Christelijke encyclopedie

F.W. Grosheide (1926)

Gepubliceerd op 08-01-2020

Gustaaf Adolf

betekenis & definitie

(1594—1632), koning van Zweden, zoon van Karel IX, kleinzoon van Gustaaf Wasa, kwam in 1611 op den troon, en is beroemd geworden als verdediger van het Protestantisme. Hij greep in in den 30-jarigen oorlog, zoowel door politieke als door godsdienstige overwegingen gedrongen.

In den zomer van 1630 landde hij met 15000 soldaten in Pommeren. De Oostenrijksche keizer Ferdinand liet hem Pommeren aanbieden, als hij vrede wilde sluiten, doch hij antwoordde, niet gekomen te zijn om zijn gebied te vergrooten maar omzijn geloofsgenooten te beschermen.

In September 1531 versloeg hij het 40.000 man sterke leger van Tilly. Wallenstein, een der grootste veldheeren zijner eeuw, trok nu met een sterke overmacht tegen hem op.

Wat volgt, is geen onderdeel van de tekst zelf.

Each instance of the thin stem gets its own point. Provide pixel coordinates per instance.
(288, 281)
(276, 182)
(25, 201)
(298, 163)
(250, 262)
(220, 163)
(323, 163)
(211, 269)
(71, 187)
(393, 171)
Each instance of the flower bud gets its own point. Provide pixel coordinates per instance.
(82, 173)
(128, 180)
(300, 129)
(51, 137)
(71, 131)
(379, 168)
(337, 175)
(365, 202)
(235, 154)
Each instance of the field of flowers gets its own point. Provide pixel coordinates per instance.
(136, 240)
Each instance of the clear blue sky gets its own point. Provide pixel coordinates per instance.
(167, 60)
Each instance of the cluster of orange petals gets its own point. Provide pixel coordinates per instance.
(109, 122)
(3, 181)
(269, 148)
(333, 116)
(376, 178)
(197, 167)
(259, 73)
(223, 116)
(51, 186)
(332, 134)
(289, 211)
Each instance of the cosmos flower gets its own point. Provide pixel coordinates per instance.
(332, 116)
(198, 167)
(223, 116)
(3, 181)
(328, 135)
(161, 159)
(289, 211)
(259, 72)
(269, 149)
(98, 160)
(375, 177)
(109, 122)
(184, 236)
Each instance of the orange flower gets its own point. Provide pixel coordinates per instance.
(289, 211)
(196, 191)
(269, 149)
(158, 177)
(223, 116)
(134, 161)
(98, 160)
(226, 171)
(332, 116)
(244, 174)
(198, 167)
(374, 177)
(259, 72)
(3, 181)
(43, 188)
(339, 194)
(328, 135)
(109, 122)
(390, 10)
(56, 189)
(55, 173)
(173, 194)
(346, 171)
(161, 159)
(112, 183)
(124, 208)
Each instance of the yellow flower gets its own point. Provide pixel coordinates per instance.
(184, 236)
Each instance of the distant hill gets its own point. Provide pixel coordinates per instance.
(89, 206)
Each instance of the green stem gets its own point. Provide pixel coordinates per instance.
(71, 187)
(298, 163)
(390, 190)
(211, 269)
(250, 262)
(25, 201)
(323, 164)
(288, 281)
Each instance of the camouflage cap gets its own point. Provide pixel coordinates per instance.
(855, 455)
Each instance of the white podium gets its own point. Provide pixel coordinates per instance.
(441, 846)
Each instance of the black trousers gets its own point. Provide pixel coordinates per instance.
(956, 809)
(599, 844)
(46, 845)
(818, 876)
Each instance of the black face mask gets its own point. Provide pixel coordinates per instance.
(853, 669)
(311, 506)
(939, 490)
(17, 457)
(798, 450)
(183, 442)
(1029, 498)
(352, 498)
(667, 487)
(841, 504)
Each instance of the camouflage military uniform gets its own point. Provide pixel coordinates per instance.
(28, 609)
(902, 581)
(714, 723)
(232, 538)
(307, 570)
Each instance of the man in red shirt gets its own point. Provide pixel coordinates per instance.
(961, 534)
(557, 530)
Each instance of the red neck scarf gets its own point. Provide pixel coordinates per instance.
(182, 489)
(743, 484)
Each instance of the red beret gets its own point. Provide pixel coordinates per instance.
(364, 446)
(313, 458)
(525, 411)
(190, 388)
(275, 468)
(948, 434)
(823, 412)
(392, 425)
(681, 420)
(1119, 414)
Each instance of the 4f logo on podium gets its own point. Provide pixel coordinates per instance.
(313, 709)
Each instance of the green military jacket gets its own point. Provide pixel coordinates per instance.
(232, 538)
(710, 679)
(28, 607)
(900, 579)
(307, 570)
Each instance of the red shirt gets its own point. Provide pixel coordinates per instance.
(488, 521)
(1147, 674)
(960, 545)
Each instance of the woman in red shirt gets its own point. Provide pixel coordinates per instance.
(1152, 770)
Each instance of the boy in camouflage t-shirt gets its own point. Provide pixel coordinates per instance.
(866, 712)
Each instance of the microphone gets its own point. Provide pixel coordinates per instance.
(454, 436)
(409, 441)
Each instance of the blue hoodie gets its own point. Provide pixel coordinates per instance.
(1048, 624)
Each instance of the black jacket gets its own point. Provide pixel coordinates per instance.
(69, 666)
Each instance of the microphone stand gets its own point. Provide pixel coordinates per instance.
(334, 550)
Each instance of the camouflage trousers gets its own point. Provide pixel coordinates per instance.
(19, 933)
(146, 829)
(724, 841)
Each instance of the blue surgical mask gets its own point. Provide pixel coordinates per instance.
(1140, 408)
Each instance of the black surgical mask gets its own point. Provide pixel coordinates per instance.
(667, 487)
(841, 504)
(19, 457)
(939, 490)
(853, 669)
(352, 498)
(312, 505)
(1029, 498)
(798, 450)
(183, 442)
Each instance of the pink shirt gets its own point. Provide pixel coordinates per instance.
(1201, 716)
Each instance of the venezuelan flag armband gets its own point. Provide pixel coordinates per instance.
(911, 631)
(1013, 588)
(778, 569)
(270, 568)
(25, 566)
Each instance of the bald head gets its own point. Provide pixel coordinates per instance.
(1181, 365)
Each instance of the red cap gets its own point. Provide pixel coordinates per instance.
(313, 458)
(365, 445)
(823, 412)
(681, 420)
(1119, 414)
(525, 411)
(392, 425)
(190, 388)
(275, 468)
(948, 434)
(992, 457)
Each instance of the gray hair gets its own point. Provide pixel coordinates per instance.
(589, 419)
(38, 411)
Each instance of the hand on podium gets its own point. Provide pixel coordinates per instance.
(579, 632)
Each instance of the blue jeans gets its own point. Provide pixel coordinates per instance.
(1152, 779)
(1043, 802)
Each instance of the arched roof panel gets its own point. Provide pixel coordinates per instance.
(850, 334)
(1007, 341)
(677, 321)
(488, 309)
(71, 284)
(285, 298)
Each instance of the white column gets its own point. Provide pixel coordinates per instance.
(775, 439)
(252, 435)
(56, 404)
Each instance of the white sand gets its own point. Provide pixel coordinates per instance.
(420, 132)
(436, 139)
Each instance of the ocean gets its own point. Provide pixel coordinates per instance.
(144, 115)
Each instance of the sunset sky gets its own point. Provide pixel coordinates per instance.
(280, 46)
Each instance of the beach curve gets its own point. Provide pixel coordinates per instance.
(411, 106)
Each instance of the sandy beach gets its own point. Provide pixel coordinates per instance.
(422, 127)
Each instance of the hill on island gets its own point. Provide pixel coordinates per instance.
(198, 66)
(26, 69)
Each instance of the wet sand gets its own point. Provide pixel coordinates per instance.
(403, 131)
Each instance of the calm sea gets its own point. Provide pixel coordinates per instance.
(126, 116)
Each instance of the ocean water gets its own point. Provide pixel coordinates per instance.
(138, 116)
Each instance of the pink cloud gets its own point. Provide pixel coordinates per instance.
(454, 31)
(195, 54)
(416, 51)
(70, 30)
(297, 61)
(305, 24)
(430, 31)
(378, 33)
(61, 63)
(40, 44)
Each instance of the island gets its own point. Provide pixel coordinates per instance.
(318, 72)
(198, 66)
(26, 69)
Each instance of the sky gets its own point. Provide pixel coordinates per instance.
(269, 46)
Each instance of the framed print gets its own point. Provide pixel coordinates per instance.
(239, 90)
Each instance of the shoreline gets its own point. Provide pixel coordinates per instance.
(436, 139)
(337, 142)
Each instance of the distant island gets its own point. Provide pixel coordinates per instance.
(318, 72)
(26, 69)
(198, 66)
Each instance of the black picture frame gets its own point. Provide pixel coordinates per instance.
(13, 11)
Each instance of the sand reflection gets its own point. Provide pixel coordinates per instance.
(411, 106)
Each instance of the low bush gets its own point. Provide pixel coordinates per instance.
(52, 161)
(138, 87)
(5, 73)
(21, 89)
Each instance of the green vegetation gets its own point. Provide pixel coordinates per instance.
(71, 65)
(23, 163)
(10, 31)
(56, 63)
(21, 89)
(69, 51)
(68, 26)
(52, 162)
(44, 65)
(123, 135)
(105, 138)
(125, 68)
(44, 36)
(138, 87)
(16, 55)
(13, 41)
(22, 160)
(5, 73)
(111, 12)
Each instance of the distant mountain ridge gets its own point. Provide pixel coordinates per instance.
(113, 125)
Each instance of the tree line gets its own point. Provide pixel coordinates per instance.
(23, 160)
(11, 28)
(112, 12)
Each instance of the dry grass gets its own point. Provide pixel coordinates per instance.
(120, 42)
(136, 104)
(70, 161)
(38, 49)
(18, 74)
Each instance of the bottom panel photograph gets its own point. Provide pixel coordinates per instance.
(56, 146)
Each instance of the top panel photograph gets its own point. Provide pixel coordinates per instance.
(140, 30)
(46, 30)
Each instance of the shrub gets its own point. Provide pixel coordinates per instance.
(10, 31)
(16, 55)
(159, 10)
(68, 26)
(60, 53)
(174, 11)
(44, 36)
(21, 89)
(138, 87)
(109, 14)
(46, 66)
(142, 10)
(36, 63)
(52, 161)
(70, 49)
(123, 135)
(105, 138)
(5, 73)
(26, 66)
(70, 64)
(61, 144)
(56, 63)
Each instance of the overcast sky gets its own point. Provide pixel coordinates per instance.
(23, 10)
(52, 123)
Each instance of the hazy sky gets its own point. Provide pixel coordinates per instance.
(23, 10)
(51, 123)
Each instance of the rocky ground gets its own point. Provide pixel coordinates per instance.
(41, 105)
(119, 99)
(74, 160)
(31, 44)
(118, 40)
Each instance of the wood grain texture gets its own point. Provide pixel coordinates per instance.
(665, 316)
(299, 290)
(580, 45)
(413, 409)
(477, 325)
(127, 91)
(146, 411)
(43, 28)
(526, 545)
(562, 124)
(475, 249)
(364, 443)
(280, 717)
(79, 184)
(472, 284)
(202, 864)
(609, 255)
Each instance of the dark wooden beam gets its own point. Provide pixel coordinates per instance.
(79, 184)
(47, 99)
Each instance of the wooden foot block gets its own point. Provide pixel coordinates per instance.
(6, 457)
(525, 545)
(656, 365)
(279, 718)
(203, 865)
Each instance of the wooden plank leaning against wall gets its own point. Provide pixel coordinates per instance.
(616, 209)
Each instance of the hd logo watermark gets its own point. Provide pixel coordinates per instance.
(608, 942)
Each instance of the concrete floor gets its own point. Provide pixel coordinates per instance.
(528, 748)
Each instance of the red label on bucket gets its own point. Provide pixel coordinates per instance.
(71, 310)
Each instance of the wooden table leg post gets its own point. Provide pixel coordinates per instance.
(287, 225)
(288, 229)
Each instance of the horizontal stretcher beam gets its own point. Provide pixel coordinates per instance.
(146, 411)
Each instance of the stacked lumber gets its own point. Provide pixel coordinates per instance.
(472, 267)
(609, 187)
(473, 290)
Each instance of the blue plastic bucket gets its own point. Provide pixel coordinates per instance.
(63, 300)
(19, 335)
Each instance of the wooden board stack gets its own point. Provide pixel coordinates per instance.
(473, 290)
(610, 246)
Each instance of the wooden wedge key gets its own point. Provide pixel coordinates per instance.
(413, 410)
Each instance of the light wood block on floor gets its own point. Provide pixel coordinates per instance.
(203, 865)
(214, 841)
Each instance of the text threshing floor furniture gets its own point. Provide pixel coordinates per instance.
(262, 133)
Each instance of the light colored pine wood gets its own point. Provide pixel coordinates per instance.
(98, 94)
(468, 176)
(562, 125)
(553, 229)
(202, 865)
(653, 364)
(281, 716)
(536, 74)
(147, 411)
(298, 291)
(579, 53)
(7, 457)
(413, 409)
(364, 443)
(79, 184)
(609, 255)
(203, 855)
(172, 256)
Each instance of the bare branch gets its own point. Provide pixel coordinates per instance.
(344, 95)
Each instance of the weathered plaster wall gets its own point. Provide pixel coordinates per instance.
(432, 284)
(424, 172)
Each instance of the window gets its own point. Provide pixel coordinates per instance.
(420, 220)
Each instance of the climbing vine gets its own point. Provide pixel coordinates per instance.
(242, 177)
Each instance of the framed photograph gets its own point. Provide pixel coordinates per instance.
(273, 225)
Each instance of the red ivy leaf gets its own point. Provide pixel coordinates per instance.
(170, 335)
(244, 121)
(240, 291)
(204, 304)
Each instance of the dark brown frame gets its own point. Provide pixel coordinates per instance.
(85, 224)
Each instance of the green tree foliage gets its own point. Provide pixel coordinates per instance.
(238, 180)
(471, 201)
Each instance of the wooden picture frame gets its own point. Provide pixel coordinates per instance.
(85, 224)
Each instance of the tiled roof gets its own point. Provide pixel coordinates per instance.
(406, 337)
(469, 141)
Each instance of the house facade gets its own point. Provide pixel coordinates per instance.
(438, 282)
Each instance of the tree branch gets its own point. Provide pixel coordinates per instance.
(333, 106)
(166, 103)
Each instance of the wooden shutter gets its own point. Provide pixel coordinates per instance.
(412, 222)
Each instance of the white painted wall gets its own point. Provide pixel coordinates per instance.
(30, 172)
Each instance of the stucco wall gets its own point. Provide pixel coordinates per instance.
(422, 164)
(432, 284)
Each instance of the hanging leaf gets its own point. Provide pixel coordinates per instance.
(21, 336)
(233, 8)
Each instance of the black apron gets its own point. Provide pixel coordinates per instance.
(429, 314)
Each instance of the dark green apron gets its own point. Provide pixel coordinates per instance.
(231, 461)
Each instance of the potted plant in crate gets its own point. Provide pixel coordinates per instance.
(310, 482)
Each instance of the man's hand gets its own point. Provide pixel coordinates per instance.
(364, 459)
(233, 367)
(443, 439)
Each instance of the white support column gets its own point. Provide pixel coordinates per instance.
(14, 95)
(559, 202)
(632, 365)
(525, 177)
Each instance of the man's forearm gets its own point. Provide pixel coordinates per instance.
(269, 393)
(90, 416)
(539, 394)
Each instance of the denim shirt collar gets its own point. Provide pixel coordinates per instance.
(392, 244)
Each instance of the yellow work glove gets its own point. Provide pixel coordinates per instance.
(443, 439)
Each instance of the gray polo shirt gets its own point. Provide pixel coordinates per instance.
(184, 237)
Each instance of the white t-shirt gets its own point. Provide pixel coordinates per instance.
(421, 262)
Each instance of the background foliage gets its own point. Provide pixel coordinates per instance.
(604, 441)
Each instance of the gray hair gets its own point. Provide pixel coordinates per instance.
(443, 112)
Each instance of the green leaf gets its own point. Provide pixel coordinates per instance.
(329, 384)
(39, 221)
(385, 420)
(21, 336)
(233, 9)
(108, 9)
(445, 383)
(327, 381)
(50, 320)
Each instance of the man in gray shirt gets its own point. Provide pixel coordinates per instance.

De veldslag bij Lützen, 6 November 1532, werd door de Zweden gewonnen, maar Gustaaf Adolf werd doodelijk gewond. Voor het Protestantisme was zijn vroege dood een ernstig verlies.

Toch kan hij de redder der Duitsche Protestanten worden genoemd, want hun positie is door hem zoo versterkt, dat zij zich tot den Westfaalschen vrede konden staande houden.